Die Freimaurerei muss stark sein und auch zu drastischen Maßnahmen greifen können, wenn nötig. Wer bewusst und wiederholt gegen sein Gelöbnis verstößt, hat keinen Platz in der Loge. Dies wird bereits in den „Alten Pflichten“ deutlich gemacht und kann auch in den „Allgemeinen Anordnungen“ unter Punkt IX nachgelesen werden. Es muss die Möglichkeit des Ausschlusses auf unterster Ebene geben, um die Souveränität der Loge zu wahren und die Gemeinschaft vor Schaden zu schützen.

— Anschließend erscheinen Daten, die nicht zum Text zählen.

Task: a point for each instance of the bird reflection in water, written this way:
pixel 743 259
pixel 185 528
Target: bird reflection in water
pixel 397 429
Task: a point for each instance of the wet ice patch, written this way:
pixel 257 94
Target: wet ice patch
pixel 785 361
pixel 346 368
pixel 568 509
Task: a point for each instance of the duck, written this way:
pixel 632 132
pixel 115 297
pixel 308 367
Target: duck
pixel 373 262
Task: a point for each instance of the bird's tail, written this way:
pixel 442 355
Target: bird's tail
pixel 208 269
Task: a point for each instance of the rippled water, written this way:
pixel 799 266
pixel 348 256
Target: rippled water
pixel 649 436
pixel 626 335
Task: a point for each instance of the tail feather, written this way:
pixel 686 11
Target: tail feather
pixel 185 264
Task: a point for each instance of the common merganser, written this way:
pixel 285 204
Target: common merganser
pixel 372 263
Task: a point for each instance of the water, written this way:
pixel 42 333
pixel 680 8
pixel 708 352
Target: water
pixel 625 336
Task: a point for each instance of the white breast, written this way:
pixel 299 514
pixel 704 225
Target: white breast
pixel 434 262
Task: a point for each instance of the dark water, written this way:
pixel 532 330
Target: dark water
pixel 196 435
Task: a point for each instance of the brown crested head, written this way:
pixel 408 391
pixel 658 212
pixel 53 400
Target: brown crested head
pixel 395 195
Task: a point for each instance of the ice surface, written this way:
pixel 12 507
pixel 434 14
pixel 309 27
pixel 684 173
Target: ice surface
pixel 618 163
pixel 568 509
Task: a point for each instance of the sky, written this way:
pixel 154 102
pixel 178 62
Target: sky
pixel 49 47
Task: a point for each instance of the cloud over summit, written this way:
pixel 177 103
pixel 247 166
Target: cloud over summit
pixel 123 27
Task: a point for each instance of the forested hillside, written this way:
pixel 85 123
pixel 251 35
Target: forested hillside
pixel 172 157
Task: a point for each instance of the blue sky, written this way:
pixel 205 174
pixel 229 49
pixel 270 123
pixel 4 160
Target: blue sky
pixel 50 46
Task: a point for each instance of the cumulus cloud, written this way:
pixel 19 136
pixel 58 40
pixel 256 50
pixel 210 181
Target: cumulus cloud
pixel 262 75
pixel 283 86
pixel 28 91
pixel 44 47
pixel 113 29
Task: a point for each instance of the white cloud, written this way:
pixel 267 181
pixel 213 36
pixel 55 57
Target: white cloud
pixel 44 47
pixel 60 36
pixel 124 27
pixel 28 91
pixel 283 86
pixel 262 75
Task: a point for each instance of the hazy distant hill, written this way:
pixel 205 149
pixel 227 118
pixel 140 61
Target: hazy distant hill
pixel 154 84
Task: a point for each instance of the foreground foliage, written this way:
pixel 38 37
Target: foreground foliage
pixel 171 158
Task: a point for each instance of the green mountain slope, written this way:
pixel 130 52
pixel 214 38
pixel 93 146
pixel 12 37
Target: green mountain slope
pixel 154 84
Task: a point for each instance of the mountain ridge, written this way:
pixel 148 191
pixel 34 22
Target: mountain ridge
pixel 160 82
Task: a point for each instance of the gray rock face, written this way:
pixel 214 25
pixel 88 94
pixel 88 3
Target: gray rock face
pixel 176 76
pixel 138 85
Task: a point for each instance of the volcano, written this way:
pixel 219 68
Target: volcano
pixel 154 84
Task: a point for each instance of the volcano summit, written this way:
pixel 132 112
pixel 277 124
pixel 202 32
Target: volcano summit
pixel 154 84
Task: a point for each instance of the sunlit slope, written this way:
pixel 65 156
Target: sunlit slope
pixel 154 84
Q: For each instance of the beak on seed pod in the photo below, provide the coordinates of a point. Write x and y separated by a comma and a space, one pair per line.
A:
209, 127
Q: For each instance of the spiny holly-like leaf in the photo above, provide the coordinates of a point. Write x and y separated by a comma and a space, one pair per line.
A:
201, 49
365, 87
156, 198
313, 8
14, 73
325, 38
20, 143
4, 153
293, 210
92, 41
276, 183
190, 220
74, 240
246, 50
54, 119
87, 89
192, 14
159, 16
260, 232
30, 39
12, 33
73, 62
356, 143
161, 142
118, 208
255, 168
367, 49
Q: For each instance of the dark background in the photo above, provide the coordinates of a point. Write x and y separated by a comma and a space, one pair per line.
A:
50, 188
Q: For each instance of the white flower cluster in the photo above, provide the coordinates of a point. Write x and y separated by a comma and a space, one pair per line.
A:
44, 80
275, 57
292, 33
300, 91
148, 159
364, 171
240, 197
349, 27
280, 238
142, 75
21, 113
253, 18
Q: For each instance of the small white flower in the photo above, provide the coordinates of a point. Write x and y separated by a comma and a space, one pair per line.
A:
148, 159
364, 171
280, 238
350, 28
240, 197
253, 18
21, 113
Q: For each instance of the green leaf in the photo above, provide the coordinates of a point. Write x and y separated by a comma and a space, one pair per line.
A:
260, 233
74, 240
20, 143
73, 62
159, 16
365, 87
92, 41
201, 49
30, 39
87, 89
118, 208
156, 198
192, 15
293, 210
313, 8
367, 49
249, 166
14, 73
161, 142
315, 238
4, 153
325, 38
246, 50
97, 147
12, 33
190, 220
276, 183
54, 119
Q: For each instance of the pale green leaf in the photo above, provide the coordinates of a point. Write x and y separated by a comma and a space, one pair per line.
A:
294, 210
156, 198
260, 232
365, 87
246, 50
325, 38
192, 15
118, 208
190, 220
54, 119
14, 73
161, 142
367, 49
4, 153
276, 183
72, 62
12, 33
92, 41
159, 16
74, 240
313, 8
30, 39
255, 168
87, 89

Manche Loge hat bereits mehr Mitglieder durch Querulanten verloren und es müssen klare Maßnahmen getroffen werden, um die Integrität und den Frieden innerhalb der Loge zu bewahren.

Sollte sich aber ein Bruder so weit vergessen, dass er Unruhe in seine Loge bringt, so ist er zweimal gebührend vom Meister oder den Aufsehern in geöffneter Loge zur Ordnung zu rufen. Beharrt er auf seinem Starrsinn, zeigt sich dem Rat seiner Brüder unzugänglich und weigert sich abzustellen, was Ärgernis hervorrief, so ist mit ihm nach dem Hausgesetz der Loge zu verfahren oder so, wie es die Vierteljahresversammlung in ihrer großen Weisheit als angemessen erachtet.

Weitere aufkommende Konfliktpunkte in Braunschweig.

Die umstrittene Rechtsreform wird nicht das einzige kontroverse Thema in Braunschweig sein. Neben Anträgen zum Besuchsrecht, die die altbekannte Frage der Regularität betreffen, werden voraussichtlich auch in diesem Jahr entsprechende Anträge abgelehnt. Es ist jedoch möglich, dass die Zustimmung zunimmt, einerseits aufgrund der immer schlechteren Akzeptanz der bisherigen Regularitätslösung. Die Freimaurerei muss Lösungen finden, um weiterhin eine gesellschaftliche Rolle zu spielen, und dies wird andererseits auch Auswirkungen auf die Beziehungen zu Logen haben, die sich mit dem Regularitätsproblem im täglichen Logenalltag zu befassen haben.

Ein weiterer wichtiger Punkt wird die Haushaltssituation sein. Kritische Stimmen häufen sich auch hier, insbesondere in Bezug auf die Verwendung der Einsparungen aus der bereits erfolgten Reduzierung der Zeitschrift „Humanität“ und den zukünftigen Planungen, die anscheinend nur noch digital sein werden ab 2025. Trotz massiver Einsparungen sollen die Großlogenbeiträge erheblich erhöht werden, was für viele Logen angesichts bereits gestiegener Kosten ein wichtiges Anliegen ist und möglicherweise sogar existenzielle Fragen aufwirft.

Es bleibt abzuwarten, wie der Vorstand diese Entscheidungen erklären wird und ob die neuen Pläne auf Zustimmung stoßen werden. Die Zukunft der bisherigen Haushaltsführung und eine Entlastung stehen ebenfalls auf dem Spiel. Wie bereits erwähnt, wird Braunschweig ein spannendes Jahr voller unvorhersehbarer Entwicklungen sein.